Review: 52, Volume 1 trade paperback (DC Comics)
The first collection of 52 works especially well as a trade paperback. In part because the weekly book offered only twenty pages instead of the standard twenty-two, the writers pack each chapter full of short scenes with plenty of information — sometimes, multiple plotlines are forwarded in separate panels on the same page. This makes an already sizable trade paperback feel even longer.
Though the authors knew they had fifty-two weeks with which to tell their story, there's no sense of decompression here, nor does any issue seem rushed. The pacing of the book only becomes uncomfortable, actually, in the rare points when it seems the authors tried to write against the book's type — an extended fight scene between Steel and his niece, for instance. Even here, however, the change in pacing functions to give the scene emotional resonance.
In using chracters with similar emotional conflicts, the writers give the disparate plotlines a cohesive feel. Renee Montoya has turned self destructive in the aftermath of her partner's death and her failure to take revenge, and the story opens with Ralph Dibney suicidal over the death of his wife, while Black Adam turns his anger over his family's death outward against the nations of the world. Steel struggles to be a true hero in a more dangerous world, while Booster practices heroics for his own personal gain.

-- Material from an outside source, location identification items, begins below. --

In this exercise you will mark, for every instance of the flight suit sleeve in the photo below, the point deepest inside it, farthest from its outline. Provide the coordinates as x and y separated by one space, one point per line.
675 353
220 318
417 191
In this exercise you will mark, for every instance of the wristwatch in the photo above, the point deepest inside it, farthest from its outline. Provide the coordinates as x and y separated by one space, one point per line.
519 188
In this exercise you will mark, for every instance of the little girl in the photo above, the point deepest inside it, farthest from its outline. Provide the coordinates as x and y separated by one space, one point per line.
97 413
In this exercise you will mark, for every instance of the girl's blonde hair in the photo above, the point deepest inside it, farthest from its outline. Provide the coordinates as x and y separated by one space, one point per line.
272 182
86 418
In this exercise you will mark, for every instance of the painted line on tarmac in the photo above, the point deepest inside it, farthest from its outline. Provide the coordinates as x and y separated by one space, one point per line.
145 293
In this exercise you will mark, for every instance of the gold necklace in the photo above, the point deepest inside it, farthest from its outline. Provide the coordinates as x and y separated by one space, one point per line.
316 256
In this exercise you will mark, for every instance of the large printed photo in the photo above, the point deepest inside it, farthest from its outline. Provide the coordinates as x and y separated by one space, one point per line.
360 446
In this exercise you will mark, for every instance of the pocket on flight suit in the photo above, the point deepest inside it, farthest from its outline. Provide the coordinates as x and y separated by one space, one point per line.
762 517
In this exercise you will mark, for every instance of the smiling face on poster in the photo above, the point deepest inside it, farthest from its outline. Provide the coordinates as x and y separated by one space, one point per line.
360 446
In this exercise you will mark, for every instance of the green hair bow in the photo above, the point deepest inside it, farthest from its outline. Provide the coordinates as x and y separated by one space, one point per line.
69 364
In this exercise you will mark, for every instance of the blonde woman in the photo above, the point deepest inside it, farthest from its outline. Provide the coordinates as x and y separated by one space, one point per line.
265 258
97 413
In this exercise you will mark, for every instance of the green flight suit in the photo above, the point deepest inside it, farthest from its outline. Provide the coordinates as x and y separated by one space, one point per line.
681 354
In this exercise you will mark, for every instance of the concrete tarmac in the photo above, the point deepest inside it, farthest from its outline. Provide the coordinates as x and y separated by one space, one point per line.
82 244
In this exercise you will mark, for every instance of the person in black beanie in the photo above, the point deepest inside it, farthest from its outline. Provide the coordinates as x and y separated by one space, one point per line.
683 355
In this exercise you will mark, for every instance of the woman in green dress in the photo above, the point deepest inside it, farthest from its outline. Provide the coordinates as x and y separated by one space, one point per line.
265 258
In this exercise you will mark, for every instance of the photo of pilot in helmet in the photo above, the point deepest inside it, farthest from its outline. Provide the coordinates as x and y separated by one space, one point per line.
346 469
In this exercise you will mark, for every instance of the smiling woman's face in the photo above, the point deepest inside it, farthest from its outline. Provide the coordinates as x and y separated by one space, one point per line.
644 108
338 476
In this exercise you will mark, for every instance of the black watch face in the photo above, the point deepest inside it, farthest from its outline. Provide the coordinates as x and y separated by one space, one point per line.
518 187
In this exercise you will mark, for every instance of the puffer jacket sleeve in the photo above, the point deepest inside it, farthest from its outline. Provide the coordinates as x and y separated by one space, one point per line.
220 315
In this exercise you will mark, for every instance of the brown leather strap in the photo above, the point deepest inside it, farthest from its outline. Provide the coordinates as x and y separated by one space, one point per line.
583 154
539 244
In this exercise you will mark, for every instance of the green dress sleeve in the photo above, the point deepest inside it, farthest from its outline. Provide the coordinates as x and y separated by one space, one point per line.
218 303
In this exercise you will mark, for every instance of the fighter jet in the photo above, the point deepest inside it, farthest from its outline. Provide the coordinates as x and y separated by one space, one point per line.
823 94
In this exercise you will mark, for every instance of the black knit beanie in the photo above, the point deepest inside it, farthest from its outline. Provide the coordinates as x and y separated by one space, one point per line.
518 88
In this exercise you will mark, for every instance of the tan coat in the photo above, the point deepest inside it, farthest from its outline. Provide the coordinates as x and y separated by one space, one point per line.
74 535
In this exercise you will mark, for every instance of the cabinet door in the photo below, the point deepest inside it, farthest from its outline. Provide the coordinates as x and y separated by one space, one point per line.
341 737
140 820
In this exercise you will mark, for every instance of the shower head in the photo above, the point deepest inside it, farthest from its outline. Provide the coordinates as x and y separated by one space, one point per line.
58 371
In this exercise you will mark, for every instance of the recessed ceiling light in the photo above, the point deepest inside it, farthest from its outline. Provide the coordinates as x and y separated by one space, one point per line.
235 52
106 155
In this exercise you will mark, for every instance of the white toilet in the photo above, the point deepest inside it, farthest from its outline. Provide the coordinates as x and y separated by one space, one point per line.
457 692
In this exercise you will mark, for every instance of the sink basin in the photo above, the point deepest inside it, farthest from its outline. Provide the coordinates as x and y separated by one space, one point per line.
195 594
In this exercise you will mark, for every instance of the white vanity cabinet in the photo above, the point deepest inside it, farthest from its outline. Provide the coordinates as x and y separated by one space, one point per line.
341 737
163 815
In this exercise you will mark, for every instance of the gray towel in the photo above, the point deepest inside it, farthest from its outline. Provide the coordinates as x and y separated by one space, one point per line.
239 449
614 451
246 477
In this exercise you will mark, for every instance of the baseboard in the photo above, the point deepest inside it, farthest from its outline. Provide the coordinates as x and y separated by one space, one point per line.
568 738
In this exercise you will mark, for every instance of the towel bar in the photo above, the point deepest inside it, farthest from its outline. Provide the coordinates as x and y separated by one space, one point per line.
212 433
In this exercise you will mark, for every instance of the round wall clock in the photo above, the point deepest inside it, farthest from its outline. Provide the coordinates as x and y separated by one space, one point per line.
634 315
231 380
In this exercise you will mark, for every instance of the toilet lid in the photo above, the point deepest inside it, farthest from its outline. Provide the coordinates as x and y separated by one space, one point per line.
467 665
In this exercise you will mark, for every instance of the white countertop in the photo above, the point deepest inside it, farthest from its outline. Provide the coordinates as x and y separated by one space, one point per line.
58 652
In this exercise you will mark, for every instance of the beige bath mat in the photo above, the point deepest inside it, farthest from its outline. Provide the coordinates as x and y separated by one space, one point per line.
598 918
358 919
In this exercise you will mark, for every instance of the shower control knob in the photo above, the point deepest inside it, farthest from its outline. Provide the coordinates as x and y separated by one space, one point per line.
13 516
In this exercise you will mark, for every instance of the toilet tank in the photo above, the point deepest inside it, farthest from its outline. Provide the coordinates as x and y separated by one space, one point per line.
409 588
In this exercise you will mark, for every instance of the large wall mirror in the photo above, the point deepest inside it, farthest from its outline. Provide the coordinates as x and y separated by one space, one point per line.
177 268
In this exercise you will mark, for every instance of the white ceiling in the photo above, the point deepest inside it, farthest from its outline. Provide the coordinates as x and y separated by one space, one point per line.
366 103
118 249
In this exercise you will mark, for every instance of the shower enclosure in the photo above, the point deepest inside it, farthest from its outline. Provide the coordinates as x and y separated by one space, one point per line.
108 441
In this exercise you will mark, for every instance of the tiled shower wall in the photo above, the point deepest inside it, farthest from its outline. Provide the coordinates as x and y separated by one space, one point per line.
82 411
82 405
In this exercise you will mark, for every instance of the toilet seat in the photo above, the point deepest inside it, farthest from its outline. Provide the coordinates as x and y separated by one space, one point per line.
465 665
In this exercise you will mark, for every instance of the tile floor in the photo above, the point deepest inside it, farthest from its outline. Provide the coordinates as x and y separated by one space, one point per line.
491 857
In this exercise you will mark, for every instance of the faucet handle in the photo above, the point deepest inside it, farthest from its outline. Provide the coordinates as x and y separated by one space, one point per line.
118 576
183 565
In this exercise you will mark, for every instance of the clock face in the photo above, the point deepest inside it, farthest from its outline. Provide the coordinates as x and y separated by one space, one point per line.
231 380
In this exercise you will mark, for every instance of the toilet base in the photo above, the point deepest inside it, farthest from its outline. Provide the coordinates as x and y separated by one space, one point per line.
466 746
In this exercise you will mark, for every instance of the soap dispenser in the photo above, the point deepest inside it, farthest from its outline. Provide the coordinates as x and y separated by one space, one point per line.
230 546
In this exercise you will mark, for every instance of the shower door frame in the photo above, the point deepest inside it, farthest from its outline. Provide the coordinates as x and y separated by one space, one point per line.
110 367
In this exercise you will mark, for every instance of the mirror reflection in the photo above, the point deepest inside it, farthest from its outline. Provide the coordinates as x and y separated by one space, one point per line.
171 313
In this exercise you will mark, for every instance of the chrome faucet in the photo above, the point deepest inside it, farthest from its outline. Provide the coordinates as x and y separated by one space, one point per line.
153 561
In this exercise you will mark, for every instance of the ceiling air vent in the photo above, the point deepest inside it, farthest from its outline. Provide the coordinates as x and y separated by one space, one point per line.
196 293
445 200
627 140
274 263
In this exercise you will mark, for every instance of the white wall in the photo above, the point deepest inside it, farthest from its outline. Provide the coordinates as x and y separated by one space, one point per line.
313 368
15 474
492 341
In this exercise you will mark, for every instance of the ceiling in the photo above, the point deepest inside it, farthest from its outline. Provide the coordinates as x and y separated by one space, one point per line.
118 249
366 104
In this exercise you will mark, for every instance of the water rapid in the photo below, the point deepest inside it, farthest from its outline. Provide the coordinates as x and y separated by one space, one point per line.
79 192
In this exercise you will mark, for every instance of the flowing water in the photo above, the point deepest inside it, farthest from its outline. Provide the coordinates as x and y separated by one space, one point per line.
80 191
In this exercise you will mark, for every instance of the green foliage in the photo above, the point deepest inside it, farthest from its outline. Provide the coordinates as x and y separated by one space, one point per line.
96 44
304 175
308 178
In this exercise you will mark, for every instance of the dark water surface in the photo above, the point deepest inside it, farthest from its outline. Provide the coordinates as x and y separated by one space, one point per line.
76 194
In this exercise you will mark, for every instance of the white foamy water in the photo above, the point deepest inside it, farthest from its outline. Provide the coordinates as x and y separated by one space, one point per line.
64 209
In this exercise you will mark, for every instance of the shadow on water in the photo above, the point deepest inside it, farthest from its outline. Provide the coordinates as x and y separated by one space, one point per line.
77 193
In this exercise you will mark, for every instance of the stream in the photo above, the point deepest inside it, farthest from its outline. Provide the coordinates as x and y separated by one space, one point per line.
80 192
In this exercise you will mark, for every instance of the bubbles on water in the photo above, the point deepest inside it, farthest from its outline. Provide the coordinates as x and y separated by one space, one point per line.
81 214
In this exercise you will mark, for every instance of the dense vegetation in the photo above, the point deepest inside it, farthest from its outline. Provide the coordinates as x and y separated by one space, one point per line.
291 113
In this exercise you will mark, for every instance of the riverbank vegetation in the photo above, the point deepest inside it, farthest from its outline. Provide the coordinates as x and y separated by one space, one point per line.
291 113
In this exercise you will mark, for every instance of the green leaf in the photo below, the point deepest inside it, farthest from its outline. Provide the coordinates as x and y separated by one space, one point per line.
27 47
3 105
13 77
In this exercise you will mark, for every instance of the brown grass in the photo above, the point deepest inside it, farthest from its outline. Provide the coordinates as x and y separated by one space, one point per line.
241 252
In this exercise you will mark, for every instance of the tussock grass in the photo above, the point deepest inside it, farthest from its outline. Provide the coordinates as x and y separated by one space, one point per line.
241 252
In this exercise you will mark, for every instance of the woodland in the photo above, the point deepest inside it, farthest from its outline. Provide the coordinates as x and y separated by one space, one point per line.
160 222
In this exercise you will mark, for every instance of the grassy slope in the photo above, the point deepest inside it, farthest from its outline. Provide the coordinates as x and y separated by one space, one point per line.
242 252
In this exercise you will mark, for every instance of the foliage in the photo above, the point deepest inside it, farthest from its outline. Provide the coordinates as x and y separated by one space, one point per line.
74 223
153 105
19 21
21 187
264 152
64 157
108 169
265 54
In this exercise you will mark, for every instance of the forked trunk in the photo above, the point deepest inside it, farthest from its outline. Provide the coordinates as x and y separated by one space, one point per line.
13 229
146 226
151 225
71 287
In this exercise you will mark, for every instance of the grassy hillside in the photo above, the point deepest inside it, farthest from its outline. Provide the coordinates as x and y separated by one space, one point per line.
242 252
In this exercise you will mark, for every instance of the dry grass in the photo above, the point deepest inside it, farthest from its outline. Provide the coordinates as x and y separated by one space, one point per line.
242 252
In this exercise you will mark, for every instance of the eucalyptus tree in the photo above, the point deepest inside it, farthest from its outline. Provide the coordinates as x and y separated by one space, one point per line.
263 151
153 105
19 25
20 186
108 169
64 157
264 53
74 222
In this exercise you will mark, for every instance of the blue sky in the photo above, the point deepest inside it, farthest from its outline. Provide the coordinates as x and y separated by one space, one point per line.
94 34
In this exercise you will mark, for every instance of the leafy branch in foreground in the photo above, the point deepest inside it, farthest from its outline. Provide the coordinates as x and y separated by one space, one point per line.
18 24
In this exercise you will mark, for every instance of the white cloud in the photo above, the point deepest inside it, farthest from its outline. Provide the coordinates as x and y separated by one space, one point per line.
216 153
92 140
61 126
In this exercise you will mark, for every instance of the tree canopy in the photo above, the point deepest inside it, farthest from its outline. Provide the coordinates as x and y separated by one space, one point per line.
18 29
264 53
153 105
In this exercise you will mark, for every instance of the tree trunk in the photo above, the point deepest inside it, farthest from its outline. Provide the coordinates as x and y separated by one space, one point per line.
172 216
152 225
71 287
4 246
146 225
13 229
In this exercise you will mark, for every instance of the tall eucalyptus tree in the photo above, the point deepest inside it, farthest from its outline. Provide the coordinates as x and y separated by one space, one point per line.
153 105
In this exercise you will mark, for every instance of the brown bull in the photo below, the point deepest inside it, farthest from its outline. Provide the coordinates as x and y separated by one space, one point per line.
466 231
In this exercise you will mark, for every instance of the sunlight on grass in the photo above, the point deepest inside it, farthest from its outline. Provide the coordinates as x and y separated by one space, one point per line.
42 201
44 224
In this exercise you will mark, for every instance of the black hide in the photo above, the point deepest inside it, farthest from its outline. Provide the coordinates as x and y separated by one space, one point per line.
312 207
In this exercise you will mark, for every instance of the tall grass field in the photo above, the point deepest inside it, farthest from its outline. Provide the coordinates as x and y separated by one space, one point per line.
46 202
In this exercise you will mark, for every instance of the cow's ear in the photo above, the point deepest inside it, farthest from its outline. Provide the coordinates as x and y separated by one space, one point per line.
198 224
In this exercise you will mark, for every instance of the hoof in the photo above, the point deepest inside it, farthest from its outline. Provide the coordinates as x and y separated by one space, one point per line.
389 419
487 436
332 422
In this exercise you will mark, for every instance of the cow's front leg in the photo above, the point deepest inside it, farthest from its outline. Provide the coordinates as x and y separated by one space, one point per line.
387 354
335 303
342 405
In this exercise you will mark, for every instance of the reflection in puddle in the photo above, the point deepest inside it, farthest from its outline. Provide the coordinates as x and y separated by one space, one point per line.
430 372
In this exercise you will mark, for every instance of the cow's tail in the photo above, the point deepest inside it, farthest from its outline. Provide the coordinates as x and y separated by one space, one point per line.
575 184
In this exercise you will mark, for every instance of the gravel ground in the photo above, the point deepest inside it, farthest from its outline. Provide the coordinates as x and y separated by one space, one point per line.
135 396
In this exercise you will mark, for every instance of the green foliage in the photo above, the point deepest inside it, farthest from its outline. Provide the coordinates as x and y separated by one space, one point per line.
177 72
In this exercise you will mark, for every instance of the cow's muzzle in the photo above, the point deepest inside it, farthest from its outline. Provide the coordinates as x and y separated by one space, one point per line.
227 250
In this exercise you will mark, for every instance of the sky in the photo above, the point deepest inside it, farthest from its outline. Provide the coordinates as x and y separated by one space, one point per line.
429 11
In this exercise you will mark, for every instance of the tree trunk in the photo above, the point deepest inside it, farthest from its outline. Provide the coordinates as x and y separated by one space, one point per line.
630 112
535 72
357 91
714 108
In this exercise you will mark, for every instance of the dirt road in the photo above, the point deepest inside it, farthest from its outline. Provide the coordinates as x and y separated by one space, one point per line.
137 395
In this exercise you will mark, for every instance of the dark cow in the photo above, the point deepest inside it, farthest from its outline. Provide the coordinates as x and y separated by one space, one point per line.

Booster's materialism, however, may hide true altruism, while Lex Luthor's professed altruism is certainly a cover for something darker. At the end of the book, Montoya leaves for Kahndaq, undoubtedly to meet Black Adam; I imagine the emotional similarities will generate interesting dynamics when all the characters, Seven Soldiers style, finally meet.
52 offers a very representative slice of what life is like on DC's post-Infinite Crisis "New Earth." The final issue offers a team-up of Green Lantern, Green Arrow, Metamorpho, and Zauriel, coming together to help out Elongated Man; earlier in the story, Steel joins Dr. Mid-Nite at a hospital set up specifically for meta-humans, and Alan Scott makes a military-like courtesy call to the wife of the missing Animal Man. I'm not sure we would have seen such camaraderie among the heroes just a few years ago.
These kinds of touches reinforce the tone of the DCU post-Identity and Infinite Crisis, where the heroes live in a rich community of other heroes, and face danger not unlike policemen and fire fighters. Though the tone, overall, may be unrealistically cooperative and optimistic, it's a welcome change from the "grim and gritty" years. In removing Superman, Batman, and Wonder Woman, 52 also shows the rich tapestry of the new DCU Universe, from the inclusion of lessed-used characters like Zauriel, Whisper a'Daire, and Intergang, to the apparent Xavier/Magneto friendship between the Metal Men's Dr. Will Magnus and the villain T. O. Morrow.
In lieu of the "History of the DC Universe" and other back-up features that originally ran with 52 the trade instead offers two page "Behind the Scenes" looks at each 52 chapter, usually commentary by one of the writers followed by a piece of script or an art breakdown. I enjoyed these very much and wouldn't mind seeing them in all trade paperbacks, though the stories here are richer because of 52's frenetic publishing pace.
What was especially interesting were the mistakes that the authors point out (Batwoman's unintended debut, the wrong Gotham Central officer drawn in), and that — in this day and age of trade paperback revisionism, as writers and artists use trade paperback to correct their mistakes — have been left in the trade (along with others that the writers don't mention, like Ralph Dibney's amazing disappearing, reappearing beard). Not only does this allow the trade reader to experience some of the pitfalls of a weekly series just as the weekly readers did, but it gives the whole thing the feel of watching a live episode of your favorite TV show.
52 Vol. 1 is an imminently readable trade paperback, and certainly worthy of all the hype that surrounded it. "Addictive," as the series has been called, is an apt description; I'll be looking forward to the release of volume 2.